Here, the petitioner established a reasonable excuse for the delay, to wit, the serious medical condition of the infant, which required hospitalization of the infant after his birth, feeding through a feeding tube, and numerous medical appointments while the condition of the infant was being assessed (see Matter of Levin v County of Westchester, 91 AD3d 646). Considering the overall circumstances, including the petitioner's natural predisposition to be more concerned with the infant's medical condition and the treatment those injuries required, rather than with commencing legal action during the prescribed time period, the delay in serving a late notice of claim should have been excused (see id. at 647; Matter of Godoy v Nassau Health Care Corp., 49 AD3d 541, 543). Further, in support of that branch of the petitioner's motion which was for leave to renew the petition, the petitioner submitted her medical records and an expert's affidavit, which established that NYCHHC had actual knowledge of the essential facts constituting the claim since the alleged malpractice was apparent from an independent review of the medical records (see Williams v Nassau County Med. Ctr., 6 NY3d 531, 537; Matter of Duke v Westchester Med. Ctr., 196 AD3d 482; Matter of Breslin v Nassau Health Care Corp., 153 AD3d 1256, 1258). The medical records were not submitted earlier because, although the petitioner sought her medical records in August 2022, she only received those records on December 22, 2022 (see Matter of Kerner v County of Nassau, 150 AD3d 1234). Further, the medical records were voluminous.
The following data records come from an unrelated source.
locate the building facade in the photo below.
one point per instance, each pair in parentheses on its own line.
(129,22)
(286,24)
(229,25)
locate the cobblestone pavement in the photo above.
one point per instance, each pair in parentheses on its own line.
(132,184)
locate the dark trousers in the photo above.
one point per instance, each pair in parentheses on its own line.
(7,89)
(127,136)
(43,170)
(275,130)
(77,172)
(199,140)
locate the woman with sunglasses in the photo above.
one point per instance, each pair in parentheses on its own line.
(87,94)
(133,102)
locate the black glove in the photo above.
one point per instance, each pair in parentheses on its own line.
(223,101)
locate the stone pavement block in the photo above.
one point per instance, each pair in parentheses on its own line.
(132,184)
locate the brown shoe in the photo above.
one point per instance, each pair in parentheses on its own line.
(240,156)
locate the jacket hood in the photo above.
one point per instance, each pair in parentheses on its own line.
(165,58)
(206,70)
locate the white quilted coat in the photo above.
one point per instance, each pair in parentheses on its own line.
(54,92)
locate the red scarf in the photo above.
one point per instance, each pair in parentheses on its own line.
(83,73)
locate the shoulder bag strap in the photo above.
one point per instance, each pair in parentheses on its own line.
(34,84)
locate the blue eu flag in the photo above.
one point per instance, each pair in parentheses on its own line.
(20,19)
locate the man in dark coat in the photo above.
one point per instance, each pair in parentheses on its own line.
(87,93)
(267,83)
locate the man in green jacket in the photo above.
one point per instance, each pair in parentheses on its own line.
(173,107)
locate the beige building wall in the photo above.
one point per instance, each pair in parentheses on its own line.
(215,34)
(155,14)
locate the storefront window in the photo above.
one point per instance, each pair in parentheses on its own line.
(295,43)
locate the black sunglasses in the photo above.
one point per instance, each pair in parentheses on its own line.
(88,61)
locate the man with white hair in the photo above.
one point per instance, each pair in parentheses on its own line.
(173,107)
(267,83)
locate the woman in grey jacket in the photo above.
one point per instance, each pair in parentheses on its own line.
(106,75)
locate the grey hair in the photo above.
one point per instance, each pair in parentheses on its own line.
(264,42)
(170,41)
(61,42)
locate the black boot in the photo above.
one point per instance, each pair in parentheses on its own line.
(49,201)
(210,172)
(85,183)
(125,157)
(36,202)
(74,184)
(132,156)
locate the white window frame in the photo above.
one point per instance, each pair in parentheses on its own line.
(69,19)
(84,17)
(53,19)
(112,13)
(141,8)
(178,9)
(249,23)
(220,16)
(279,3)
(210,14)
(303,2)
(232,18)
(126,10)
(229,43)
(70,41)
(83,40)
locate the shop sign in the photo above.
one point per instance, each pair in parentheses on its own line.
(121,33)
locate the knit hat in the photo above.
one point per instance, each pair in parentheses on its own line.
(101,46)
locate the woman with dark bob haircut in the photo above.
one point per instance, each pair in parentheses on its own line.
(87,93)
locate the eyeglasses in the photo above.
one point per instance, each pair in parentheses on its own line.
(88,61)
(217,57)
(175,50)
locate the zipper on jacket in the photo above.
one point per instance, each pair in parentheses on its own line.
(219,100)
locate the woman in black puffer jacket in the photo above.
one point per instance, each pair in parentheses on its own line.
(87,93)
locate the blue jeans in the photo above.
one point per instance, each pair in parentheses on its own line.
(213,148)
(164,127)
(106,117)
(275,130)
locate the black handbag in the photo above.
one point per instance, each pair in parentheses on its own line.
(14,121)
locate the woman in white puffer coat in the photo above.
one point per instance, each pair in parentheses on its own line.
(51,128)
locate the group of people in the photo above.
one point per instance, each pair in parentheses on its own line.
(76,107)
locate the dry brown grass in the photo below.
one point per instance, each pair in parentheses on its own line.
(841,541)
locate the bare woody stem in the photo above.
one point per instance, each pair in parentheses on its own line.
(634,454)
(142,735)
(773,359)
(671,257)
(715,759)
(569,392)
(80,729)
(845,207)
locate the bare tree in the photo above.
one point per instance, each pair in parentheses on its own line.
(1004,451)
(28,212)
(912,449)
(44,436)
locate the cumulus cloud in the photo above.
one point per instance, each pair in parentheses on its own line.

Since the conduct at issue was fully documented in the medical records, the petitioner made an initial showing that NYCHHC was not prejudiced by the delay in serving the notice of claim (see Matter of Newcomb v Middle Country Cent. Sch. Dist., 28 NY3d at 466-467), and, in [*2]response, the NYCHHC made no showing of prejudice.

Accordingly, that branch of the petitioner's motion which was for leave to renew the petition should have been granted, and, upon renewal, the petition should have been granted.

BARROS, J.P., GENOVESI, TAYLOR and GOLIA, JJ., concur.